Written by Joanna Palmer
Laurie Barraclough’s Hey, Ma
What a feeling – to lose someone and never see them again. But at least the only thing that is left is hoping, hoping to see them again, hoping to hear their voice or see their smile at least one more time. While I was watching Laurie Barraclough’s Hey, Ma, it immediately reminded me of my own experience with loss, the loss of my most special person, my best friend, my grandfather. Even after a few years after losing him, I still hope that I will see him and give him a hug, hear his soothing voice and the only thing left is hoping. This is exactly what happens in Hey, Ma – because of her inner desire which has turned into an obsession to see her mother again, the girl follows a woman to her home until she realizes that this is not her.
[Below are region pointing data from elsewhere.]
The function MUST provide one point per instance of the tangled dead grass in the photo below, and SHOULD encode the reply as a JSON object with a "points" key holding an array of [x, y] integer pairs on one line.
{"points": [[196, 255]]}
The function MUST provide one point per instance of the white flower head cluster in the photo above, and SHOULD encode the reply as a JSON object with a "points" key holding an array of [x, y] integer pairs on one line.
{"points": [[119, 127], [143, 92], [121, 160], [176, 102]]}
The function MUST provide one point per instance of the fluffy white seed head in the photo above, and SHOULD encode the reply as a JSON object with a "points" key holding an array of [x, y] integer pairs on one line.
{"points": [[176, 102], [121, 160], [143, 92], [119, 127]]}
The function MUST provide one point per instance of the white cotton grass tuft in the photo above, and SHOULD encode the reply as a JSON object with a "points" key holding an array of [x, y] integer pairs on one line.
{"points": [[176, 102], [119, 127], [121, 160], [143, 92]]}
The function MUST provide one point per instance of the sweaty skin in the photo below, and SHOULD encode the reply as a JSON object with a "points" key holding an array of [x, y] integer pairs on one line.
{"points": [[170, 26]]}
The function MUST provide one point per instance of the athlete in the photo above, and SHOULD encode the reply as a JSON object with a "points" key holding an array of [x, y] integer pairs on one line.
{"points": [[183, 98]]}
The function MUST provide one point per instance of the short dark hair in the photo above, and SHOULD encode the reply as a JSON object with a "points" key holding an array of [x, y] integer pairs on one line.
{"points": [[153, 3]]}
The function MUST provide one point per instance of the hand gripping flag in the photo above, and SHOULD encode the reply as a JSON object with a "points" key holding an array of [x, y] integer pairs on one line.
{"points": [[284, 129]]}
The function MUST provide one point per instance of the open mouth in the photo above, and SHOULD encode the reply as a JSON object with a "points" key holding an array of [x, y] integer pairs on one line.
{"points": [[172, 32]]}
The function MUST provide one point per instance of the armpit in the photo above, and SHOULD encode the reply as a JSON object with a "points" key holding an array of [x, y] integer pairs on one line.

This story left me thinking about my own experience with loss and I could only express sympathy for what the girl is going through and left me thinking that every day someone loses a relative or a close friend and again the only way to deal with this is going through the painful experience with a glimmer of hope that we might see them again.
Written by Vanesa Mitova
Natália Bednárová’s Angus the Humanoid Frog
Angus the Humanoid Frog is a short film that’s less than one minute. It is interesting, satirical, and makes you want to watch it again. This short film is not long, but it has an amazing plot setting with an incredible pace control. It is attractive and makes you think deeper about the hidden messages underneath. This comes from the execution of art direction, the placement of music and sound, and the creativity of the animator. What I like about this film is how it shows another perspective of us human beings. It is a perspective that we have never experienced, nor spent time thinking about. We are trapped in this busy world, just like how the frog is trapped in the aquarium display tank. This animation only has one fixed set design, which is the bedroom of Angus the humanoid frog. However, the director uses it to its maximum: drawing an astonishing amount of details to portray a lively animated world to us. It truly shows the hand-crafted spirit of animation, and that is the reason I selected this film. It tells a good story in under one minute and makes you want to watch it again.